Belém, 20 (AE) - O fazendeiro Adelson Ursulino de Assis intimou hoje o Instituto Nacional de Colonização e Reforma Agrária (Incra) a "resolver, de uma vez por todas" o problema de 35 famílias que invadiram e ocupam desde 1991 a fazenda Jandaíra, em Concórdia do Pará, nordeste do Estado. Assis ameaça ingressar com liminar de reintegração de posse e pedir à Polícia Militar a retirada das famílias do local se até sexta-feira (24) o governo federal não lhe der uma resposta sobre a desapropriação da área.
Assis acusa o Incra de nos últimos dez anos vir "sistematicamente depreciando o valor do imóvel". Na primeira avaliação da terra, em 1992, revela o fazendeiro, o Incra fixou o valor da área de 724 hectares em CR$ 497 milhões, depois corrigido com a atualização da moeda para R$ 110 mil. "Hoje o Incra alega que a fazenda vale apenas R$ 17 mil".
Assis afirma que essa desvalorização vem ocorrendo porque ele recusou-se a "pagar propina" para funcionários do órgão em Belém. O chefe de gabinete do Ministério do Desenvolvimento Agrário, Fernando Abreu, informou a Assis, em ofício datado de 14 de março, que o processo de compra e venda da fazenda voltou à superintendência do Incra, em Belém, para "verificar pendências detectadas referentes à documentação do imóvel".
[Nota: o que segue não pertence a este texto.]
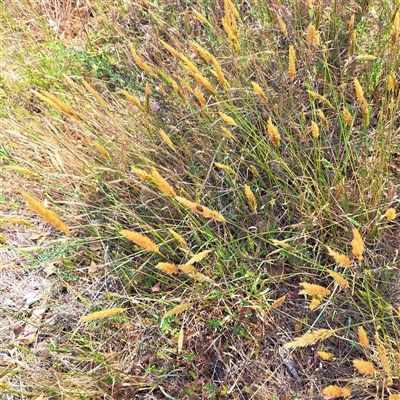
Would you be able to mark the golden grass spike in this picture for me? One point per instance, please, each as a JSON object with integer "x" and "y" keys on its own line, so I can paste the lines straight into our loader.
{"x": 168, "y": 268}
{"x": 49, "y": 216}
{"x": 219, "y": 73}
{"x": 323, "y": 99}
{"x": 200, "y": 97}
{"x": 390, "y": 214}
{"x": 202, "y": 52}
{"x": 282, "y": 25}
{"x": 162, "y": 184}
{"x": 198, "y": 257}
{"x": 274, "y": 135}
{"x": 22, "y": 170}
{"x": 166, "y": 139}
{"x": 142, "y": 175}
{"x": 314, "y": 130}
{"x": 141, "y": 240}
{"x": 357, "y": 245}
{"x": 145, "y": 67}
{"x": 250, "y": 198}
{"x": 339, "y": 279}
{"x": 101, "y": 149}
{"x": 310, "y": 338}
{"x": 392, "y": 82}
{"x": 348, "y": 118}
{"x": 102, "y": 314}
{"x": 292, "y": 62}
{"x": 313, "y": 290}
{"x": 188, "y": 269}
{"x": 383, "y": 358}
{"x": 323, "y": 119}
{"x": 95, "y": 94}
{"x": 259, "y": 92}
{"x": 312, "y": 37}
{"x": 179, "y": 239}
{"x": 359, "y": 90}
{"x": 185, "y": 85}
{"x": 131, "y": 99}
{"x": 341, "y": 259}
{"x": 225, "y": 168}
{"x": 278, "y": 302}
{"x": 364, "y": 367}
{"x": 201, "y": 18}
{"x": 326, "y": 356}
{"x": 177, "y": 309}
{"x": 333, "y": 391}
{"x": 362, "y": 337}
{"x": 205, "y": 82}
{"x": 202, "y": 210}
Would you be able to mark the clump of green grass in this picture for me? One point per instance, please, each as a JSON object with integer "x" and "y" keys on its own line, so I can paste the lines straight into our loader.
{"x": 250, "y": 159}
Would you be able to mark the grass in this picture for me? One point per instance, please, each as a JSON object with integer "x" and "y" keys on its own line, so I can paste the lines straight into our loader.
{"x": 236, "y": 164}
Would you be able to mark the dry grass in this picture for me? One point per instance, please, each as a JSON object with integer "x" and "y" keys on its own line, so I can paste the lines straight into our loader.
{"x": 256, "y": 147}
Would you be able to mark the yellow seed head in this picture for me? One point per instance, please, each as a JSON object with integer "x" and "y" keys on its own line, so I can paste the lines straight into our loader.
{"x": 162, "y": 184}
{"x": 312, "y": 36}
{"x": 274, "y": 135}
{"x": 49, "y": 216}
{"x": 348, "y": 118}
{"x": 259, "y": 92}
{"x": 200, "y": 96}
{"x": 292, "y": 62}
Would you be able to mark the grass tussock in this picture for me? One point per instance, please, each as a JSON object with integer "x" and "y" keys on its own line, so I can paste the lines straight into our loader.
{"x": 256, "y": 146}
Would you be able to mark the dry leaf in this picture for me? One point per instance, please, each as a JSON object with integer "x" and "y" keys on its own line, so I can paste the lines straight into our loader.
{"x": 313, "y": 290}
{"x": 364, "y": 367}
{"x": 102, "y": 314}
{"x": 341, "y": 259}
{"x": 198, "y": 257}
{"x": 334, "y": 391}
{"x": 168, "y": 268}
{"x": 326, "y": 356}
{"x": 310, "y": 338}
Quanto à suposta tentativa de suborno, Abreu comunica ao fazendeiro que a direção do Incra em Brasília designou os servidores Bianor Saraiva Nogueira Júnior, Douglas Muniz Lyra e Valdir Nicolau Cunha, para formarem a comissão de inquérito que irá apurar a denúncia.O prazo para apresentação do relatório é de 60 dias.